Unintended consequences of 'Lehman Sisters' critique

During her brief but entertaining period as acting PM over the summer, Harriet Harman suggested that if it'd been 'Lehman Sisters' rather than 'Lehman Brothers', the banking crisis might never have happened. Her comments drove momentum for a Treasury select committee inquiry earlier this autumn, which touched on the same issue. During that session, Nicola Pease of JO Hambro Asset Management spun the session on its heel with her forceful yet eloquent insistence that mother-friendly legislation, such as year-long maternity leave, had made women of a certain age unemployable. Despite the rank injustice of women' failure to equal men in pay and progression (in all sectors, incidentally), Pease's words felt uncomfortably true.
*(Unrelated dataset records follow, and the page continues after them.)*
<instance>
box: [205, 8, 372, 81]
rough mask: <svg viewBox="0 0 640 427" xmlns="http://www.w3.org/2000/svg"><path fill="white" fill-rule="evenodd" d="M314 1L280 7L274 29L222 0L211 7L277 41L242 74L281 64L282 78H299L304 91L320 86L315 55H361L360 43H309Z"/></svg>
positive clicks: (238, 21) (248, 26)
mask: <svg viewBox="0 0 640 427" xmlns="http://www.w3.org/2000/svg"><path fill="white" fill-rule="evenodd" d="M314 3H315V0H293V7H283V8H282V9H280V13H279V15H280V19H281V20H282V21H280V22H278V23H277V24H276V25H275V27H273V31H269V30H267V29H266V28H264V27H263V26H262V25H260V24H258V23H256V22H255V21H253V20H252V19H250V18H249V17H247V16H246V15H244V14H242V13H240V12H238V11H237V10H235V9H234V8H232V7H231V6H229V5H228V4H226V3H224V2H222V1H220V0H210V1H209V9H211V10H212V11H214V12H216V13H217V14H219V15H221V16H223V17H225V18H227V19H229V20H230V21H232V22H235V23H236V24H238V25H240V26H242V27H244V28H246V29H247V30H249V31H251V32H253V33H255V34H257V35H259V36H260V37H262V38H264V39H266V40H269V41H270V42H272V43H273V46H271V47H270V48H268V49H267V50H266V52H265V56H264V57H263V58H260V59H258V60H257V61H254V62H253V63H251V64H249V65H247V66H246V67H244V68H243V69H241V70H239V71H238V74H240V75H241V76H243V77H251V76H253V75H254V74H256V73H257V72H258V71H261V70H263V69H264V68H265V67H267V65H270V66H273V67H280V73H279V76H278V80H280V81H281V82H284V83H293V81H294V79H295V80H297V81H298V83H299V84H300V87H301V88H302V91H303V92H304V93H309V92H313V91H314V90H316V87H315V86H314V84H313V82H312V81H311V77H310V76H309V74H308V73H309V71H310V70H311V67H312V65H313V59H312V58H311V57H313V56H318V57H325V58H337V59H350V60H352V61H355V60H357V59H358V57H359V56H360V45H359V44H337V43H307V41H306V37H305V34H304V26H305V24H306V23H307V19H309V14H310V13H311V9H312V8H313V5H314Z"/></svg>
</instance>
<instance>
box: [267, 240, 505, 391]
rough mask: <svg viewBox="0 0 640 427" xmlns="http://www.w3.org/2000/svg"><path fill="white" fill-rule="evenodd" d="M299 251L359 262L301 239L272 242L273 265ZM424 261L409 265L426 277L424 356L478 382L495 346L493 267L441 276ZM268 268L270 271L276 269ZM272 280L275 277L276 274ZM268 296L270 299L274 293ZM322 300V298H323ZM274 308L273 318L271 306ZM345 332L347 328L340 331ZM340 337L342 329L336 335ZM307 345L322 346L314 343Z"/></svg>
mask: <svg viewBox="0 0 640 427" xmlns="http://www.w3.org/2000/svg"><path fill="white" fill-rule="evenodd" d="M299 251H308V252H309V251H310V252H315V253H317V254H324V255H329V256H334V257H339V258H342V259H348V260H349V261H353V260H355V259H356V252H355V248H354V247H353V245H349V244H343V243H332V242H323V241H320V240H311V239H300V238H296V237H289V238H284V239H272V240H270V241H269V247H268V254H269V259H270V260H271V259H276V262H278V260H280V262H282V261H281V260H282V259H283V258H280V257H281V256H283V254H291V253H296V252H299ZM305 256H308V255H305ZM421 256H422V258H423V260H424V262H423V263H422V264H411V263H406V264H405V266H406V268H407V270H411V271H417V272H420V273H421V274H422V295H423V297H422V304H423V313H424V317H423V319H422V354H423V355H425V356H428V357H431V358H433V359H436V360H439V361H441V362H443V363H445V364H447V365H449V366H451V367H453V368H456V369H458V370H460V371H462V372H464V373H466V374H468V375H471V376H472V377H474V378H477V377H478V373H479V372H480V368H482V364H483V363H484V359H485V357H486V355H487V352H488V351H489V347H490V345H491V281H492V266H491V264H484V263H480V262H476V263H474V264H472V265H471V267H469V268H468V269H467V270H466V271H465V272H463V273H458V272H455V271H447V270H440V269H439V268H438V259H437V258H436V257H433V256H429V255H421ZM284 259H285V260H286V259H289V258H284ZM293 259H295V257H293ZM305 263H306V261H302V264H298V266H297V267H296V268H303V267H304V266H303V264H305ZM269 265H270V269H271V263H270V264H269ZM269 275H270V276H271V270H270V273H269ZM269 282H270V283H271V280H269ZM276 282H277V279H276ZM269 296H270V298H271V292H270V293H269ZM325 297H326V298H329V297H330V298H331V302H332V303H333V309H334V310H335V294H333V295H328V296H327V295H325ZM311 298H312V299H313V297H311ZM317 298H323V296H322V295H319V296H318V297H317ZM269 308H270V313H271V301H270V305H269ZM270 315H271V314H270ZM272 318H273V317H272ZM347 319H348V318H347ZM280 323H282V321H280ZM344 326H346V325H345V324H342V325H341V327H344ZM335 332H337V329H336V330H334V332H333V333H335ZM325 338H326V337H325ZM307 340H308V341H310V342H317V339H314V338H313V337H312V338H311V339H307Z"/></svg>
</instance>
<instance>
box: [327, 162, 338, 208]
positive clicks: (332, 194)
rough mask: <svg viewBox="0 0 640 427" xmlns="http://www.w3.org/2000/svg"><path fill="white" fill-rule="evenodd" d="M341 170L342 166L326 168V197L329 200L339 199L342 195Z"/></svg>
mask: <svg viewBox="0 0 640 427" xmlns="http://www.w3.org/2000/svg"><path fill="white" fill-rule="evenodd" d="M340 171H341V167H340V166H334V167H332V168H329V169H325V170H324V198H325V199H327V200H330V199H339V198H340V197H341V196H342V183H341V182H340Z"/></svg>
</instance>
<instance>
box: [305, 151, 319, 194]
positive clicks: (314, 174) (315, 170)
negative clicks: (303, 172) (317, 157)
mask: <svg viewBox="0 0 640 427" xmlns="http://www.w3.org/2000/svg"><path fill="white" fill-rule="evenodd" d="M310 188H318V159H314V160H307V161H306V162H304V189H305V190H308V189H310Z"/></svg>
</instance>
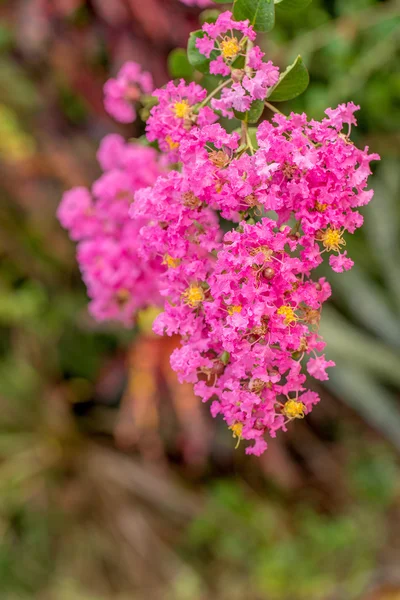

Since that hearing, I've started to wonder whether my next employer might judge me not just on my CV, but on how likely it is that I'll pop a sprog 18 months into the job. Do they really want to employ someone who might suddenly (and unsackably) disappear for a year and return with distractions and demands for shorter or weirder hours? Clearly I'm not the only one who heard Pease and started to twitch a bit. The past few weeks have seen an avalanche of op eds, magazine features and broadsheet columns on the impossibility of working motherhood, the crippling guilt, the pointlessness of working when you should be at home with the kids. Earlier this month, the Guardian's excellent political editor Gaby Hinsliff gave up the struggle, explaining her decision in a heartbreaking article. So I was heartened to read Yasmin Alibhai-Brown's indignant riposte in today's Indie, asking why women are suddenly 'in retreat'. I think I might have an answer. Helped along by that fiery testimony from Nicola Pease, there's been a real backlash to this idea that the financial crisis is a golden opportunity to regulate women into equality at work. There's a serious argument to be had here - but all these articles are frankly starting to break my spirit a bit. I'm sure I'm not the only one getting sick of being told I should give up now, rather than bothering to struggle against the inevitability of a stifled career.